Thursday, April 12, 2012

OM.2012.107 - Richard Misiano-Genovese - USA

 OM.2012.107 - Richard Misiano-Genovese - USA - Woman-Feathers

Fire Works

The first thing that comes to mind here is the moment I discovered fire; not in the sense of when as a child I
marveled at the bright flickering flames, or the heat radiating outwards but when playing with a bit of drawing and then touching the paper here and there with the lit match so that the paper would be blackened from the soot, or singed from the heat, and then openly burned. It was more in the discovery that the fascination and excitement that fire seems to hold over children fades with maturity.

I found that I was able to reach deep into my own psyche, and find the remnants of the fascination that playing
with fire held for me. Animals instinctively fear smoke and flames and will flee at the mere presence of fire, but humans are a strange lot.
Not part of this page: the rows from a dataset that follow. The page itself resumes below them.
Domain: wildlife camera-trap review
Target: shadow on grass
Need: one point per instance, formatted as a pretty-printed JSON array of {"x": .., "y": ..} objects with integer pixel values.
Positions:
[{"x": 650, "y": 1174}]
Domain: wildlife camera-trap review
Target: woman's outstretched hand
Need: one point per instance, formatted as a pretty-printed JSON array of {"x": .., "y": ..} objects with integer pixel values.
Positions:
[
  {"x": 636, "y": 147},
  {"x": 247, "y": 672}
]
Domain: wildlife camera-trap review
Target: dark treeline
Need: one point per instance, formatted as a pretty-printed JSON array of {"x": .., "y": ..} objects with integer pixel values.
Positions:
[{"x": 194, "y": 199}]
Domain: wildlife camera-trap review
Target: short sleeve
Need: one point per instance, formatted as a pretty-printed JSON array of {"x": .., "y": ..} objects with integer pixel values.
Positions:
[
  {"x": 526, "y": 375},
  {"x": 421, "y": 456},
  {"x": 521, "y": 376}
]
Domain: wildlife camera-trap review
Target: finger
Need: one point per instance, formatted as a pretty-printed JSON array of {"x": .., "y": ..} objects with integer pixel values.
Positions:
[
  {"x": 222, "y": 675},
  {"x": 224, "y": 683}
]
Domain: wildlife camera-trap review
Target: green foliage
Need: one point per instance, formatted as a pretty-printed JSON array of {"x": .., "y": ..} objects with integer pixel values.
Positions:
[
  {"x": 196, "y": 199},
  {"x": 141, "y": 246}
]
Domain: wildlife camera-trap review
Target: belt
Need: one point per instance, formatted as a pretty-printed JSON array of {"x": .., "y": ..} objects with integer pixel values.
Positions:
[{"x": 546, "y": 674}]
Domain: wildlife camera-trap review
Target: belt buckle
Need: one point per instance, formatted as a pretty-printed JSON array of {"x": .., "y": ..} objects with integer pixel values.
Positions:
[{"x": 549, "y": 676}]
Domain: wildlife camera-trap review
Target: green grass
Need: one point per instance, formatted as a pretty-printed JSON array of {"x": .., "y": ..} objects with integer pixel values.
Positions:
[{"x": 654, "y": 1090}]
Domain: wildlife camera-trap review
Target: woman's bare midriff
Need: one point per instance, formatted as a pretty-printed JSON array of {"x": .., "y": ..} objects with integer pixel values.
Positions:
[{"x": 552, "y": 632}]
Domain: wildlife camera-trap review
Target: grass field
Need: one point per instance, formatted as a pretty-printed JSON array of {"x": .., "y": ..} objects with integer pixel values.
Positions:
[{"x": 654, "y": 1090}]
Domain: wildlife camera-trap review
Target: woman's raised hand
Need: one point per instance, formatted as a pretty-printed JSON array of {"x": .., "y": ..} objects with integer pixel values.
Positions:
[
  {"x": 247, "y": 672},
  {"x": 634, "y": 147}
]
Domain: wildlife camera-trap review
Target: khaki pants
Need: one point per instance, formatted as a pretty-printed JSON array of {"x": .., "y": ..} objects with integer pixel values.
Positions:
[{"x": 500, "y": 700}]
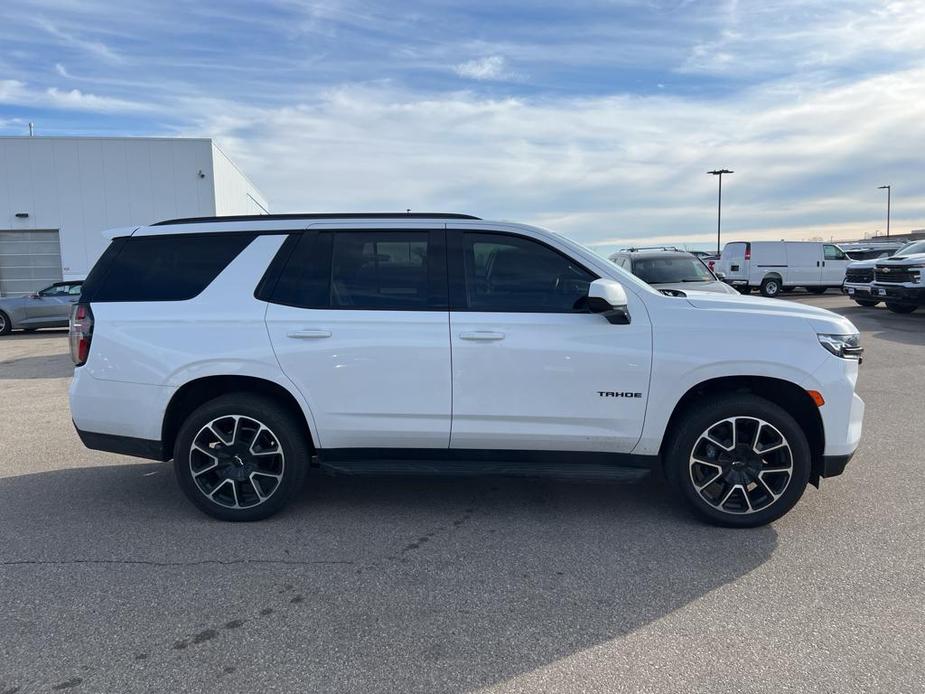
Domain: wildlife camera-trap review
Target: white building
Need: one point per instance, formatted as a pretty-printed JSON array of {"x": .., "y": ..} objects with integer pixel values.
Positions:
[{"x": 58, "y": 194}]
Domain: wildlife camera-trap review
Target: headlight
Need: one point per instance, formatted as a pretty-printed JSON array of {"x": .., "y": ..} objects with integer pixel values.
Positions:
[{"x": 844, "y": 346}]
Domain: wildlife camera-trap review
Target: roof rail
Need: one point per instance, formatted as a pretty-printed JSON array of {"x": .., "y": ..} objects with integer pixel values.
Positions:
[
  {"x": 322, "y": 215},
  {"x": 651, "y": 248}
]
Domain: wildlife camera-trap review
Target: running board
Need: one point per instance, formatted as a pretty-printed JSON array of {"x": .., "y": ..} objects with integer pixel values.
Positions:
[{"x": 453, "y": 468}]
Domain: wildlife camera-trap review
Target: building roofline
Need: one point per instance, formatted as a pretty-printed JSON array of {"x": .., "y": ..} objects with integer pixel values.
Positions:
[{"x": 105, "y": 137}]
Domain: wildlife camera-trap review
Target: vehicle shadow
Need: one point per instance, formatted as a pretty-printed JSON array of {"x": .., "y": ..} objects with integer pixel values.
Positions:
[
  {"x": 401, "y": 584},
  {"x": 40, "y": 366}
]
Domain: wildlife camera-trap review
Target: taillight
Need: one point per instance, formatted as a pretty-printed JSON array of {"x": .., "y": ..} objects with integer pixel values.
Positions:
[{"x": 80, "y": 333}]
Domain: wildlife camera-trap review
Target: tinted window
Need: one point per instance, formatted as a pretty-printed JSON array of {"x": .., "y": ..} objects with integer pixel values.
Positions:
[
  {"x": 386, "y": 270},
  {"x": 671, "y": 269},
  {"x": 162, "y": 268},
  {"x": 382, "y": 270},
  {"x": 306, "y": 279},
  {"x": 513, "y": 274}
]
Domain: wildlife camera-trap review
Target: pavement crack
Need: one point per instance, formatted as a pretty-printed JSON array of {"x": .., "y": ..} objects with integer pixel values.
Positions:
[{"x": 202, "y": 562}]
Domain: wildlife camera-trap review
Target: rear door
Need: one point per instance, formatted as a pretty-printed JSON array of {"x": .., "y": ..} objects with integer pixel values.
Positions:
[
  {"x": 532, "y": 368},
  {"x": 359, "y": 322},
  {"x": 834, "y": 265},
  {"x": 804, "y": 262},
  {"x": 733, "y": 261}
]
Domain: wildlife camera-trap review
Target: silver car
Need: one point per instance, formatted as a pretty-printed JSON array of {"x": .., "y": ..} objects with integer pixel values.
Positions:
[
  {"x": 48, "y": 308},
  {"x": 671, "y": 270}
]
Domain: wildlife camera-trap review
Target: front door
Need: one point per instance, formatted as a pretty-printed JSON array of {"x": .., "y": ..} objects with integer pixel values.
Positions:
[
  {"x": 359, "y": 323},
  {"x": 532, "y": 368}
]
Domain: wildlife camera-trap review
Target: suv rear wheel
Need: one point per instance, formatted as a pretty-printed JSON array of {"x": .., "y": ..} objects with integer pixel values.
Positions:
[
  {"x": 739, "y": 461},
  {"x": 241, "y": 457}
]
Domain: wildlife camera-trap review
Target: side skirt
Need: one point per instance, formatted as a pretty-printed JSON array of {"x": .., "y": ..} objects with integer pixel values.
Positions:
[{"x": 478, "y": 462}]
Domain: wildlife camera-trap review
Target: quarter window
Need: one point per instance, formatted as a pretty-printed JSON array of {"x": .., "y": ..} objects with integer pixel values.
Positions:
[
  {"x": 375, "y": 270},
  {"x": 162, "y": 268},
  {"x": 513, "y": 274}
]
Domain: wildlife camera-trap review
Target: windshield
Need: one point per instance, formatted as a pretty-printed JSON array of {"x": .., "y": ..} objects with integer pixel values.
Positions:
[
  {"x": 910, "y": 248},
  {"x": 671, "y": 269}
]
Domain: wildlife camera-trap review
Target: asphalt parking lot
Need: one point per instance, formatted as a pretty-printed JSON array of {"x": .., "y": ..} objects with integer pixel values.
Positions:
[{"x": 112, "y": 582}]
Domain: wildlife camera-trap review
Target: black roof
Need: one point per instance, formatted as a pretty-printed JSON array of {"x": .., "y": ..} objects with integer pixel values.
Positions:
[{"x": 316, "y": 215}]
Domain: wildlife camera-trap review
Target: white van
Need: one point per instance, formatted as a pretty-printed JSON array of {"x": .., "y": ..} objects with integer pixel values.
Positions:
[{"x": 773, "y": 266}]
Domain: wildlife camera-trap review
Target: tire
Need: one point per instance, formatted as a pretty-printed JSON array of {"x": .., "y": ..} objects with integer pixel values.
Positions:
[
  {"x": 771, "y": 287},
  {"x": 900, "y": 308},
  {"x": 748, "y": 489},
  {"x": 245, "y": 485}
]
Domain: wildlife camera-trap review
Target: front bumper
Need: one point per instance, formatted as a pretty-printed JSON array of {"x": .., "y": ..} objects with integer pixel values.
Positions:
[
  {"x": 861, "y": 291},
  {"x": 901, "y": 294}
]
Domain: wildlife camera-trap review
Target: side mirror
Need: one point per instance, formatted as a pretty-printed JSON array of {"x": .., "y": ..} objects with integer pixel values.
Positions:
[{"x": 608, "y": 298}]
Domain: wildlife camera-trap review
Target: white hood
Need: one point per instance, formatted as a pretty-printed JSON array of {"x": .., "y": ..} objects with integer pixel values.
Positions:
[{"x": 822, "y": 321}]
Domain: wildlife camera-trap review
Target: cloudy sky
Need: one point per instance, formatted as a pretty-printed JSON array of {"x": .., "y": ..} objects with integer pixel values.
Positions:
[{"x": 598, "y": 119}]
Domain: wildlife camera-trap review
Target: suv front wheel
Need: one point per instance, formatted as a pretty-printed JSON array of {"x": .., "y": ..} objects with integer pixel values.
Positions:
[
  {"x": 241, "y": 457},
  {"x": 739, "y": 461}
]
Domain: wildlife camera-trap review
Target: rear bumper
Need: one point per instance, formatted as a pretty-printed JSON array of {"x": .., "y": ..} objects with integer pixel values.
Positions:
[
  {"x": 833, "y": 465},
  {"x": 899, "y": 293},
  {"x": 123, "y": 445}
]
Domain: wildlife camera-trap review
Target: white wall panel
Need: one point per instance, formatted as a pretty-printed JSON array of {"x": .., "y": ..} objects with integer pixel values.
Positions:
[{"x": 83, "y": 186}]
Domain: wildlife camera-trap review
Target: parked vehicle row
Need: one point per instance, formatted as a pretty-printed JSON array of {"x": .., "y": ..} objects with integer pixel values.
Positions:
[
  {"x": 776, "y": 266},
  {"x": 48, "y": 308},
  {"x": 246, "y": 348},
  {"x": 896, "y": 280}
]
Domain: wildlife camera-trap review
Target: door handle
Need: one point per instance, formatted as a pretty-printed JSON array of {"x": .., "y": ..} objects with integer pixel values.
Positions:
[
  {"x": 482, "y": 335},
  {"x": 308, "y": 333}
]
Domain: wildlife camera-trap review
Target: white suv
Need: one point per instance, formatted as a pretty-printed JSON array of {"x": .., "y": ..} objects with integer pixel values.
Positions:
[{"x": 249, "y": 349}]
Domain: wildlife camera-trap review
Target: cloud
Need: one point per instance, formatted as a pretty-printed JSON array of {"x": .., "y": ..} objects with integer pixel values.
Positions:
[
  {"x": 600, "y": 169},
  {"x": 492, "y": 67},
  {"x": 97, "y": 48},
  {"x": 19, "y": 93}
]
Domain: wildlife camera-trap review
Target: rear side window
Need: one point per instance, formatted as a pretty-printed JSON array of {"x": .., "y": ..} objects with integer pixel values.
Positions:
[
  {"x": 162, "y": 268},
  {"x": 372, "y": 270},
  {"x": 513, "y": 274}
]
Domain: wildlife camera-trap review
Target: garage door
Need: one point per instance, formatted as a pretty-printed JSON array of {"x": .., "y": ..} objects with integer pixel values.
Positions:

Fire appeals to our emotive levels if not our intellectual ones. My balancing act of burning my drawings, or rather burning with my drawings, was an attempt to explore unfamiliar territory, or at least less familiar than fading memories of my childhood fascination with fire, like most other children.

It is with these assemblages I played with fire.

The act of burning paper, allowing the heat and flames to consume the pulpy substance, with minimal control over the end results, is further excited by the anticipation of how this very automatic writing in smoke and flame will proceed to consume and literally re-compose an artwork as it decomposes it as well. When in the process of drawing some ideas that spill out from the subconscious regions of the mind, there is no real sense of anticipation as to what shall transpire next when flame is put to paper. The act of burning reduces too, the “preciousness” of the drawing by relegating it to the flames. The attachment of the offending matches becomes the protagonist in this drama play. Action art, the quest for truth and reason but in the end a destructive force which reduces itself to a state of grace upon further examination. It is in this mixture of proposing an idea in pencil or ink as an image, with a bit of facile attention to the materials, and then assailed by the natural force of chemistry, nature’s gifts manipulated by man into the most primal technology: fire.